The reason for this comes down to a phenomenon called the “founder effect,” which happens when a small number of individuals isolate from the larger population. Over generations, this leads to less genetic diversity, with the genes of the “founders” becoming disproportionately present in the community.

It’s kind of like if you took a crayon pack, picked just a few colors, and threw the rest away. All your drawings will be some combination of those colors from now on.

Most of the approximately 400,000 Amish people in America descend from just a few hundred settlers who immigrated to the United States in the 18th century. Any errors in the genetic code of those original members were more likely to spread.

That includes the genetic mutation that causes complement factor I deficiency.

A dysfunctional immune system

The disorder affects a group of proteins in the immune system that help clear bacteria and viruses from the body. Known as “the complement system,” it helps fight infection, but should only be turned on when there’s an active threat. Otherwise, it could cause damage to healthy cells.

People with the disorder lack a protein called “complement factor I,” which normally turns the system off when it’s not needed. This results in the complement system running wild, like a car without a brake.

“If a patient is missing that protein, they could be predisposed to having that part of the immune system attack their own bodies,” said Reid, who was first author on the study.

Amish families would often share stories of kids being more sick than their siblings, and having a history of pneumonia, ear infections, and even infections that turned fatal, Carson said. Those were likely undiagnosed cases of the disorder.

Reid and Carson recently held a family education day at the Clinic for the Amish community to learn more about complement factor I deficiency. They emphasized the importance of couples with a family history doing genetic testing to see if they have the mutation.

Knowing you have the disease could help families watch out for potentially dangerous symptoms.

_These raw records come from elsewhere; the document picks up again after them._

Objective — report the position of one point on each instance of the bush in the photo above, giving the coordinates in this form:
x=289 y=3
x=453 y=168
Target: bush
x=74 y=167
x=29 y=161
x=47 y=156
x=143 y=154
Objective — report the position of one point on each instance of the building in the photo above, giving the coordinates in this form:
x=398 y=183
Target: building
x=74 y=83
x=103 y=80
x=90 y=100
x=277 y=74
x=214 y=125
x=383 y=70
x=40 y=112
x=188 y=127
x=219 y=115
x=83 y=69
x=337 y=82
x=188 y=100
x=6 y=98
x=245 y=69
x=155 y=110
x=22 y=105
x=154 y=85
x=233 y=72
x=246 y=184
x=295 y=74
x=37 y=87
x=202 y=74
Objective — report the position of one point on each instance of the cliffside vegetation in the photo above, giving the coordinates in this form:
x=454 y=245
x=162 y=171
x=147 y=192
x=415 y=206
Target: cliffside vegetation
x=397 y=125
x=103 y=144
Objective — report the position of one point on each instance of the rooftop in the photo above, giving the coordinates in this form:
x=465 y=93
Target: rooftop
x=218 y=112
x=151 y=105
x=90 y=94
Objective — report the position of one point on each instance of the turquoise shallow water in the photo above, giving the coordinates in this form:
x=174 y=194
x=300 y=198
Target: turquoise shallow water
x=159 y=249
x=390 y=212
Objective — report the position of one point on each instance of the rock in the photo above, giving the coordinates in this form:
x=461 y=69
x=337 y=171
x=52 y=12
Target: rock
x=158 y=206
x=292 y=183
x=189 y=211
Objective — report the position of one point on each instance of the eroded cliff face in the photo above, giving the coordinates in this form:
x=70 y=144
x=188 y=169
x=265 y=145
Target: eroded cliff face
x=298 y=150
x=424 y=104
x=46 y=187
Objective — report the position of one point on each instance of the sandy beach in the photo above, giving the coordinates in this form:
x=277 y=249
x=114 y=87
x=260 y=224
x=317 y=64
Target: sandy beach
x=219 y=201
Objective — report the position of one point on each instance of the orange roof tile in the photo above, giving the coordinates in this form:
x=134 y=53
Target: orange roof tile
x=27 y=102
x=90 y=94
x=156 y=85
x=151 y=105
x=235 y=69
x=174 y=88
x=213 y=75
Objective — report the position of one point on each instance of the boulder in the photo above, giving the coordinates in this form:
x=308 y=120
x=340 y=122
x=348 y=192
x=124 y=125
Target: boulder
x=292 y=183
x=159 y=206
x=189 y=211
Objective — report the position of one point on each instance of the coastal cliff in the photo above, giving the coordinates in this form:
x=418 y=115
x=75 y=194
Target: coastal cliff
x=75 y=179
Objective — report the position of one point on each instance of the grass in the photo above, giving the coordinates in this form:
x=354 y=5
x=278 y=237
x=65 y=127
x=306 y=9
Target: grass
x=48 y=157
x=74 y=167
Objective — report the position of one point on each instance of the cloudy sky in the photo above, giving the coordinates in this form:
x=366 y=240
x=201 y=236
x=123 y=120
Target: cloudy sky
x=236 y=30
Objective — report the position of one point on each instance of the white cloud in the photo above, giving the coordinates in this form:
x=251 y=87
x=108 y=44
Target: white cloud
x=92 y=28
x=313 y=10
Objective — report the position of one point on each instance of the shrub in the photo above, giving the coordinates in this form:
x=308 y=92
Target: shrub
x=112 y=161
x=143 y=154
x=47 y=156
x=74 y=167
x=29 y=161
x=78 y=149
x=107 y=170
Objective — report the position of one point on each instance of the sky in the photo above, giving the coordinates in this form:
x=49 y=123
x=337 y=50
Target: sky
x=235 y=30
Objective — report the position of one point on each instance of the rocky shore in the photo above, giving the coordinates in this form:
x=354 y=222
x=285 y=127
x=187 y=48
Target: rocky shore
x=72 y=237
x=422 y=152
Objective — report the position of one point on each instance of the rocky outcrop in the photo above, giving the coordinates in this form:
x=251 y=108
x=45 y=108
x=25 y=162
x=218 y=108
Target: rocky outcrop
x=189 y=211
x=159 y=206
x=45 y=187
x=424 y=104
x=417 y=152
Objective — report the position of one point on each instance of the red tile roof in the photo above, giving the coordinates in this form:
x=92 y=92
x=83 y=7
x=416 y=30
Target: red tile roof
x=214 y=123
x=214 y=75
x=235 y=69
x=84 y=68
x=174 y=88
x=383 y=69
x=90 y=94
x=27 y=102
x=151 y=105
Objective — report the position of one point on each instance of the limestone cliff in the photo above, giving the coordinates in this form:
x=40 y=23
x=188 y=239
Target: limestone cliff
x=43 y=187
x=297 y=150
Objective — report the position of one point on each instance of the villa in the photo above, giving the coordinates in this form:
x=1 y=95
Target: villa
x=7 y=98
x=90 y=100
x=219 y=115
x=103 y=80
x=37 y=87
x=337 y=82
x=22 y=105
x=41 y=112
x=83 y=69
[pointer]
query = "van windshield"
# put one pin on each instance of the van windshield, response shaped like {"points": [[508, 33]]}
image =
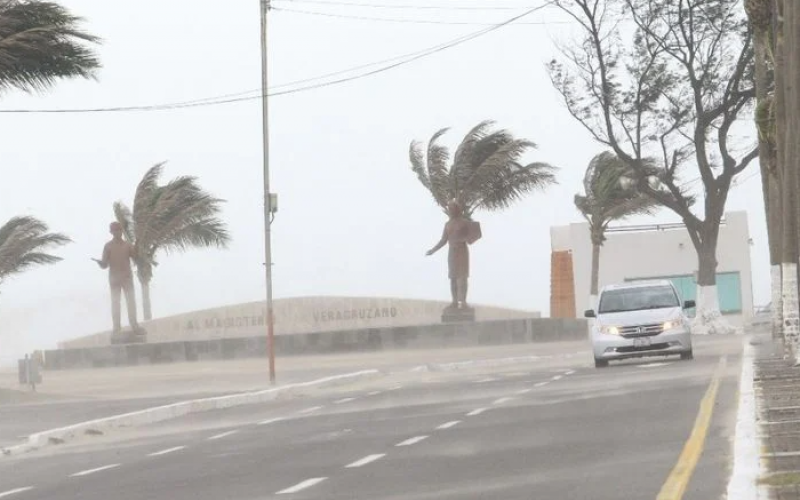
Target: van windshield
{"points": [[638, 299]]}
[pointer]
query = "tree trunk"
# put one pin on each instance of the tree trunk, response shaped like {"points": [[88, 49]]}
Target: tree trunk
{"points": [[593, 291], [769, 182], [791, 181], [708, 320], [789, 300], [146, 309], [774, 224]]}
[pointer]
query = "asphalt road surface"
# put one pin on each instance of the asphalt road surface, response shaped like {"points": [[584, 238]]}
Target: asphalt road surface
{"points": [[557, 429]]}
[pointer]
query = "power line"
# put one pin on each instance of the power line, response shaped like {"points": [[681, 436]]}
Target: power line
{"points": [[242, 96], [397, 20], [407, 7]]}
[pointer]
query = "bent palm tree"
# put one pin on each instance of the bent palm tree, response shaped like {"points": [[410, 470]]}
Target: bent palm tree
{"points": [[485, 172], [608, 198], [23, 245], [172, 217], [40, 43]]}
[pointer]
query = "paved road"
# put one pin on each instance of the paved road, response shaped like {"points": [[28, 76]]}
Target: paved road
{"points": [[549, 430], [73, 396]]}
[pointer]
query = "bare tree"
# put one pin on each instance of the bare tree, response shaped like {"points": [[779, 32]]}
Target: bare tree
{"points": [[675, 94]]}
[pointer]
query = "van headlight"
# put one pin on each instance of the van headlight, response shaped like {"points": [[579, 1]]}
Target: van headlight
{"points": [[609, 330]]}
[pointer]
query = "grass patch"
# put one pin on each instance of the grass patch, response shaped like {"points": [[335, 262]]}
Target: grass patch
{"points": [[781, 479]]}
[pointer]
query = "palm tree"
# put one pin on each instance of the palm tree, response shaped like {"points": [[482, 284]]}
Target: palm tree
{"points": [[172, 217], [610, 196], [761, 14], [485, 172], [40, 43], [23, 245]]}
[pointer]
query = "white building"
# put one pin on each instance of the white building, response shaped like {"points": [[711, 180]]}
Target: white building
{"points": [[635, 253]]}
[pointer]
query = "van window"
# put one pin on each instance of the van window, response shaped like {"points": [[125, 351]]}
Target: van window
{"points": [[638, 298]]}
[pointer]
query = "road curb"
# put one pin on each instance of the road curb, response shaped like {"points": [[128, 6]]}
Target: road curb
{"points": [[175, 410], [743, 483]]}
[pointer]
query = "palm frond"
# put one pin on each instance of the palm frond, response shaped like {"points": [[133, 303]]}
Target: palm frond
{"points": [[124, 216], [417, 158], [172, 217], [466, 150], [485, 173], [210, 232], [513, 182], [23, 241], [606, 197], [438, 157], [41, 43], [492, 167], [144, 202]]}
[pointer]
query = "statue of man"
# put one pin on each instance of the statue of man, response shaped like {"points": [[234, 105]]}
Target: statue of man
{"points": [[117, 256], [458, 232]]}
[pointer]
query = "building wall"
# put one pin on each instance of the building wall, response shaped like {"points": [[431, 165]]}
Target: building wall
{"points": [[298, 315], [665, 251]]}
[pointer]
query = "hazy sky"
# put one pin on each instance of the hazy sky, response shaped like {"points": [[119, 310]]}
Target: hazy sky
{"points": [[353, 219]]}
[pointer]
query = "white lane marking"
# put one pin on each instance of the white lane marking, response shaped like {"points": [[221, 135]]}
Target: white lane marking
{"points": [[308, 483], [271, 421], [15, 491], [502, 400], [168, 450], [92, 471], [652, 365], [366, 460], [410, 441], [746, 463], [311, 410], [220, 436]]}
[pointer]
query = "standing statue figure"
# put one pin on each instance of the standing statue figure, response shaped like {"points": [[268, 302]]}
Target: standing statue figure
{"points": [[458, 232], [117, 256]]}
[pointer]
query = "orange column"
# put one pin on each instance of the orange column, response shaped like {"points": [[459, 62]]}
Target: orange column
{"points": [[562, 285]]}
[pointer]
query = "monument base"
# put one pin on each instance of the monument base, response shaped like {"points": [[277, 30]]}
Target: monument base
{"points": [[138, 336], [458, 315]]}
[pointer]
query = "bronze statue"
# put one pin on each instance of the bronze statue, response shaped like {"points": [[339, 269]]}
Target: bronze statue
{"points": [[117, 256], [458, 232]]}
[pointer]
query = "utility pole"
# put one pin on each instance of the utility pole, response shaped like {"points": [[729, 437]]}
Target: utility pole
{"points": [[264, 4]]}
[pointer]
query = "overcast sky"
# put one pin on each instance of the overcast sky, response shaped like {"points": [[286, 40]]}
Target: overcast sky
{"points": [[353, 219]]}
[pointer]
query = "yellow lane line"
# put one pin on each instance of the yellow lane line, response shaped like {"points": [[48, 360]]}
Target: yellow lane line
{"points": [[675, 486]]}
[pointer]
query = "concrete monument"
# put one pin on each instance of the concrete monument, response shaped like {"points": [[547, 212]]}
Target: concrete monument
{"points": [[459, 232], [117, 256]]}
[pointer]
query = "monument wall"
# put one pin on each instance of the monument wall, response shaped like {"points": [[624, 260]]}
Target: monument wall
{"points": [[298, 316]]}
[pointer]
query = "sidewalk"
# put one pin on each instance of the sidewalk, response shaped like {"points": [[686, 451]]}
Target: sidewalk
{"points": [[777, 388]]}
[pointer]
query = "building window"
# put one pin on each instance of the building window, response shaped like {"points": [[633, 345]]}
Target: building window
{"points": [[729, 290]]}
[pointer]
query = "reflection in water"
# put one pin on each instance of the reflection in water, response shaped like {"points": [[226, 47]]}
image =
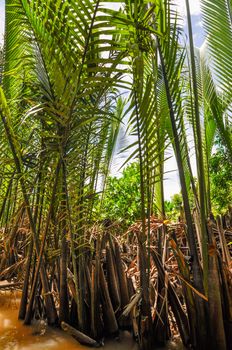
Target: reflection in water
{"points": [[15, 336]]}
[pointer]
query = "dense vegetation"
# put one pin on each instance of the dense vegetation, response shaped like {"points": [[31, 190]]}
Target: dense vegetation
{"points": [[65, 66]]}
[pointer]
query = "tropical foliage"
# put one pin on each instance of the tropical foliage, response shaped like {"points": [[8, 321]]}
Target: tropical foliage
{"points": [[65, 64]]}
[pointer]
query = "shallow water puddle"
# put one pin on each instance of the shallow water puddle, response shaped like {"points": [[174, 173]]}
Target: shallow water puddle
{"points": [[15, 336]]}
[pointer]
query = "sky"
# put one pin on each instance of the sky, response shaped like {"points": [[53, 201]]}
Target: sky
{"points": [[171, 185]]}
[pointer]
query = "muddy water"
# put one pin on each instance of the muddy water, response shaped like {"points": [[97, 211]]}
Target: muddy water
{"points": [[15, 336]]}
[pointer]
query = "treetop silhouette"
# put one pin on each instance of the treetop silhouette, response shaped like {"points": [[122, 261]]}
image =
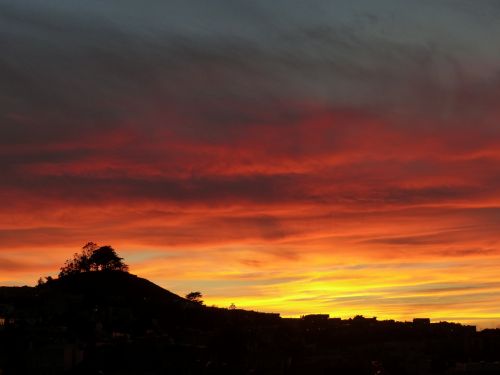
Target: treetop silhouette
{"points": [[93, 258]]}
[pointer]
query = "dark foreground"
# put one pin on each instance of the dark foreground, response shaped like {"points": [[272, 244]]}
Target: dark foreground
{"points": [[117, 323]]}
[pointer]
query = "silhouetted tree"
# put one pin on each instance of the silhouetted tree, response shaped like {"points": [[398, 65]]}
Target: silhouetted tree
{"points": [[195, 297], [93, 258], [106, 259]]}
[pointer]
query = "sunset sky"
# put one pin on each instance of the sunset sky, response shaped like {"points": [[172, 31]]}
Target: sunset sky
{"points": [[288, 156]]}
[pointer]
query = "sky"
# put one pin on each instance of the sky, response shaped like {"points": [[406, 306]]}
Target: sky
{"points": [[295, 156]]}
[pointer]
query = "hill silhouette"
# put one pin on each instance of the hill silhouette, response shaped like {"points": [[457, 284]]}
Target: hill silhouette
{"points": [[100, 286]]}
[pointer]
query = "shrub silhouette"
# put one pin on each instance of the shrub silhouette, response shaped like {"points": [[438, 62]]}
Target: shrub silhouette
{"points": [[93, 258]]}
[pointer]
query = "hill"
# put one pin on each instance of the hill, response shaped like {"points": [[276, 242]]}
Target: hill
{"points": [[110, 322]]}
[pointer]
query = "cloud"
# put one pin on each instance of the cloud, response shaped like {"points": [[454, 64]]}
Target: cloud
{"points": [[311, 152]]}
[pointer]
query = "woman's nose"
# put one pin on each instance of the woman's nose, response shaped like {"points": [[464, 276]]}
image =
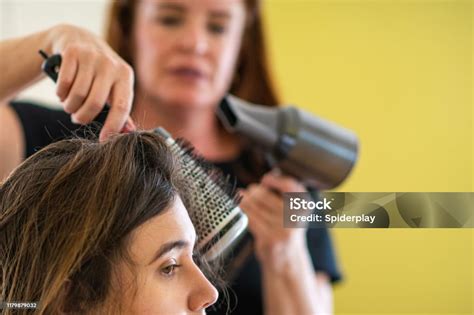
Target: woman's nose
{"points": [[203, 294], [194, 38]]}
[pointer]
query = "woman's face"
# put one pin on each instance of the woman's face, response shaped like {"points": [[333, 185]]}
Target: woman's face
{"points": [[164, 278], [185, 51]]}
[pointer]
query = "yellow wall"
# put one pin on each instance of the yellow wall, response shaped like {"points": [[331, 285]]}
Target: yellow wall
{"points": [[399, 73]]}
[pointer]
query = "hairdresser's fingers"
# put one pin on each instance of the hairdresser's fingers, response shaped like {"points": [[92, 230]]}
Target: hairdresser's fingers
{"points": [[80, 89], [267, 198], [95, 101], [67, 74], [120, 103], [249, 203], [282, 183], [257, 224]]}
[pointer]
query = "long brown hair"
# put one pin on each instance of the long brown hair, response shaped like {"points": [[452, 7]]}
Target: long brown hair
{"points": [[67, 212], [252, 80]]}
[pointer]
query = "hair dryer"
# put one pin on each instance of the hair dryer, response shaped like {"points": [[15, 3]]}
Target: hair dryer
{"points": [[315, 151]]}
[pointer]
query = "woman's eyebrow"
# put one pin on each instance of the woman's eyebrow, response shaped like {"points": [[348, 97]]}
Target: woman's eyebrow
{"points": [[170, 6], [169, 246], [220, 14]]}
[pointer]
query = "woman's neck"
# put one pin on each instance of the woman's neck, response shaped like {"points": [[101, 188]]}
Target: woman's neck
{"points": [[199, 126]]}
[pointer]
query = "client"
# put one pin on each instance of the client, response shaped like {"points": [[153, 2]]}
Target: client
{"points": [[100, 228]]}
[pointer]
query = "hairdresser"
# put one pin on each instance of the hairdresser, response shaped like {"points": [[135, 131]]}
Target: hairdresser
{"points": [[185, 55]]}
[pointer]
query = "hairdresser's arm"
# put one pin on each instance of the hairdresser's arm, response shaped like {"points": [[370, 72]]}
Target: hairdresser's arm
{"points": [[290, 283], [91, 73]]}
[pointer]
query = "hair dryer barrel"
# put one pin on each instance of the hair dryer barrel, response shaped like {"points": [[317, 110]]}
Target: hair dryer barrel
{"points": [[316, 151]]}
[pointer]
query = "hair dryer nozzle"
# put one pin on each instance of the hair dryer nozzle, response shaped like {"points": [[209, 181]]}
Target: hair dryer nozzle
{"points": [[316, 151]]}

For example, doctors can give families an emergency plan if their child has a fever, including antibiotics to use at home. Additional vaccines could be given to help prevent dangerous infections caused by pneumococcal and meningococcal bacteria.

They could also warn parents to seek care quickly if a child has a bad headache or is more tired than usual, because that could indicate inflammation.

For unknown reasons, this symptom seems to occur mostly in females, starting in their teenage years.

The Amish girl at CHOP was only 17 when brain inflammation landed her in the intensive care unit. In addition to getting skull surgery and steroids, she received therapeutic cooling and blood plasma exchange.

At first, these treatments seemed to work, but then her symptoms returned, including a fever, vomiting, altered mental status, and dizziness.

Once doctors found out she had complement factor I deficiency, that helped them find the right medicine to treat her. They chose a drug called eculizumab, which inhibits the complement system.

Within a day or two, she recovered.

“She is perfectly fine, and is a schoolteacher living her life very happily,” said Reid, who saw her a few weeks ago along with Carson.

“You wouldn’t even know that she went through such an ordeal,” Carson added.